I was not thinking of my children when I drove to a District chef’s house to grab a sourdough starter from her front porch cooler in the peak-pandemic spring of 2020. Rather, the drive sounded like a great excuse to escape what had become a Groundhog Day of togetherness.
It was all I could manage to keep my husband, two kids and dog fed while seven months pregnant with baby number three. Why not add sourdough to the mix?
Chef Johanna Hellrigl had convinced us all it was feasible with her Instagram feeds full of thick pancakes and golden loaves. Hellrigl, chef at D.C.’s “sorta South American” spot Mercy Me, fed, grew and shared with hundreds of people a starter she’d made from an Italian apple. It was a together-apart thing we could do.
“I think what honestly impacted me the most is the family aspect of it — teaching the next generation,” said Hellrigl, who now has a one-year-old. “It’s this moment where you can do something together.”
Even with that cloud of witnesses at my back, my kids reminded me how ill-equipped I was for the task.
“Daddy’s the one who bakes,” they said, as though this were an irreversible fact of the universe.
“Well,” I said, grunting to pull the Kitchen Aid mixer from a dusty pantry corner, “not anymore!”
I overcame the initial setbacks — preheating my oven with the starter in it once, cutting my thumb on the dough lame, cutting it again — and soon I was a well-oiled baking machine.
I made rosemary crackers with Maldon sea salt, garlic-flecked naan and olive-studded focaccia, along with a better-with-practice weekly boule. I added a chocolate chip-studded banana loaf to the weekly lineup and started sharing our surplus with neighbors.
Initially skeptical their recipe-allergic mom could actually bake, my kids became my most ardent taste testers. They pretended they were Paul and Prue à la “The Great British Baking Show,” poking the center of a loaf to tell me “It’s underproved” or my three-year-old son’s favorite comment: “It needs more flavor.”

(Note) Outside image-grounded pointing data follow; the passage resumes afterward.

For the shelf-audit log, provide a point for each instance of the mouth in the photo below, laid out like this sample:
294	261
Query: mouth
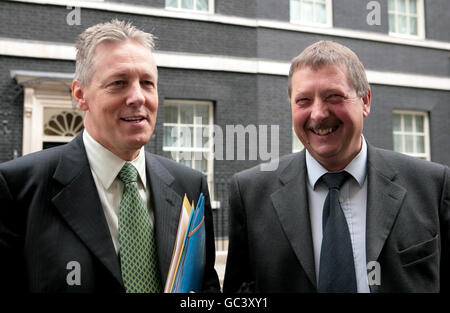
132	119
324	131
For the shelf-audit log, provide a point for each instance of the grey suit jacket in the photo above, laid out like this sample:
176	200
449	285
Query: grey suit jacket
51	215
407	227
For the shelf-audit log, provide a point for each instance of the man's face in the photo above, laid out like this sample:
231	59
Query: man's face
328	115
121	100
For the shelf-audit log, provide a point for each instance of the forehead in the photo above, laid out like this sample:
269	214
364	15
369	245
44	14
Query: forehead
325	76
111	56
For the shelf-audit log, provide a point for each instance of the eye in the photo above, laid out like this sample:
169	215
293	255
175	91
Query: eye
148	83
302	101
117	83
334	98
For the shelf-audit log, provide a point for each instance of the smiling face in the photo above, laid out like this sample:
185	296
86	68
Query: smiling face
121	100
328	115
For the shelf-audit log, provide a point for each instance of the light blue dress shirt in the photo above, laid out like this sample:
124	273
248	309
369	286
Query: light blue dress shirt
353	199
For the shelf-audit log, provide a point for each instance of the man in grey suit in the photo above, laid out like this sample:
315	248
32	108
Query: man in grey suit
100	214
385	227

Occasionally, they gave me handshakes.
And then came the question I’d forgotten to dread in the midst of my baking frenzy: “Can we help?”
I had come to accept the band of flour almost permanently dusting the roundest part of my pregnant belly, but I was not ready to accept the next-level kitchen chaos that could come with a pair of under-five helpers.
“Maybe later,” I demurred. “Next time.”
They called my bluffs.
So, I started letting them watch the mixer and tell me when the chocolate chips were equally distributed, teaching them the dangers of getting fingers too close. Then I let them pour the dry ingredients, knowing I could often scoop out any extra with the help of the scale. I always perched the mixer paddle and spatula on the edge of the sink so they’d be ready for the kids’ favorite job: licking them clean.
I soon realized what they wanted most was to be included in this hobby rooting me to the center of our kitchen and rooting us all to a weekly rhythm of feeding, baking and enjoying new things together. The added bonus? My kids got to see their mom try something scary and new and rise, quite literally, to the occasion.